Four-year-old Feliciah Kabba is one of International Medical Corps’ youngest Ebola survivors. She, along with her grandmother and cousins, contracted Ebola at their home in Lungi, Sierra Leone in May 2015. Her mother, Mariatu Kamara, was in Freetown when she learned her daughter had fallen ill to the virus and was admitted to International Medical Corps’ Ebola Treatment Center (ETC) in Lunsar.

When Mariatu returned to Lungi, she was immediately put under quarantine, which prevented her from traveling to the ETC to see her daughter. “I felt crazy,” Mariatu says. “I came back and they quarantined me for 23 days.

Then, International Medical Corps psychosocial officers started to visit her at home to share videos on an iPad of Feliciah inside the ETC. “They gave me hope,” says Mariatu, who also recorded video messages for her daughter.

Feliciah, along with her two cousins, Mohammed Manga Bangura and Memunatu Bangura, defeated the virus and was discharged from the ETC on June 19, 2015. When she learned her daughter could come home, Mariatu was ecstatic. “I was so happy,” she says. “I put on the radio and danced.”

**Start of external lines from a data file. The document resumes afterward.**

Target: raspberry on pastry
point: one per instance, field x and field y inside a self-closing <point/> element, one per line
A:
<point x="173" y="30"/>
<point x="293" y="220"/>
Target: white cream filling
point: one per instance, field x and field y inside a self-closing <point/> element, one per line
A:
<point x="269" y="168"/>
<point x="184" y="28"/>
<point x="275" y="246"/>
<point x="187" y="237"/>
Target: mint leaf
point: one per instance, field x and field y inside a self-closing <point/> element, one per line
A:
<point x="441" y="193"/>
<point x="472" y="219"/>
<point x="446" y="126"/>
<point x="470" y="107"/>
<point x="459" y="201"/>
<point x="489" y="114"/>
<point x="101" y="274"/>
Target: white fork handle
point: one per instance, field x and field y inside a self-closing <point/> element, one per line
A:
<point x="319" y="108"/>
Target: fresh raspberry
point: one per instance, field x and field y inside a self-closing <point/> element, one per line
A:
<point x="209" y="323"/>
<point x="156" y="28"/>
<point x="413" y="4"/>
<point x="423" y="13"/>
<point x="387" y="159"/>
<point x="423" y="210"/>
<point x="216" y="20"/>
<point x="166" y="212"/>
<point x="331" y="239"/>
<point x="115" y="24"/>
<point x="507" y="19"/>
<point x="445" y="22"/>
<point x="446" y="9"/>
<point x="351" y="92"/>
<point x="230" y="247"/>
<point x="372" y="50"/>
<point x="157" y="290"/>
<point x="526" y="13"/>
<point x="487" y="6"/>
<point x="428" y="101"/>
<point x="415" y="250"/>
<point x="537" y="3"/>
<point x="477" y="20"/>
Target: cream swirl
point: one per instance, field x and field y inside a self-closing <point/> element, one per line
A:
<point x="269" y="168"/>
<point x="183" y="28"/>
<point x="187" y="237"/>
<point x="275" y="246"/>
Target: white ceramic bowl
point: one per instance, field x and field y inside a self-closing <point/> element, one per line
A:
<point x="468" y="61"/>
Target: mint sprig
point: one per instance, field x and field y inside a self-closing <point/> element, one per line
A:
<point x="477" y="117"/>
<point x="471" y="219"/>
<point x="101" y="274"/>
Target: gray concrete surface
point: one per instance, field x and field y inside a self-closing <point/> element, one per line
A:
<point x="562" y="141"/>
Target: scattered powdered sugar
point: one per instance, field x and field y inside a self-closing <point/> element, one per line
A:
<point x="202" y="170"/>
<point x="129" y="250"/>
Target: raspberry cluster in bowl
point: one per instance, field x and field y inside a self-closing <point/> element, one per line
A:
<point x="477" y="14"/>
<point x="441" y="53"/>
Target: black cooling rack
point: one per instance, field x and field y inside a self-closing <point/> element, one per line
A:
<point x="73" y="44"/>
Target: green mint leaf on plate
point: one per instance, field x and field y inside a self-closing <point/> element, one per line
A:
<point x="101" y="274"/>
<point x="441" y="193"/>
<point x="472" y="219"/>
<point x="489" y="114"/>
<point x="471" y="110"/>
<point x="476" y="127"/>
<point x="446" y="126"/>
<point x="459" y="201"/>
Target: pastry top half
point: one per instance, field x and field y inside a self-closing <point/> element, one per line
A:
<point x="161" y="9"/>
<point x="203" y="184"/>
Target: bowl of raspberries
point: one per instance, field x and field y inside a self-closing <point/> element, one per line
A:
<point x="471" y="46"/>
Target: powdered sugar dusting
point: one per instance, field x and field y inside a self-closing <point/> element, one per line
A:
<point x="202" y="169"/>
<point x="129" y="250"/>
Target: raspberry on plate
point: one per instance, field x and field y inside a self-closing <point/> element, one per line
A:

Today, Feliciah is a healthy four-year-old girl who likes to ride her bicycle around the family’s home in Lungi, not far from the country’s international airport. She rarely speaks about her time inside the ETC, but told her mother that the nurses gave her cookies and chicken and that somewhere at the facility they have movies of her, referring to the iPad messages they sent back and forth to one another.

Mariatu hopes that someday her daughter will go to school, an opportunity Mariatu never had, and become a lawyer. “I appreciate International Medical Corps for bringing my daughter back to me,” Mariatu says.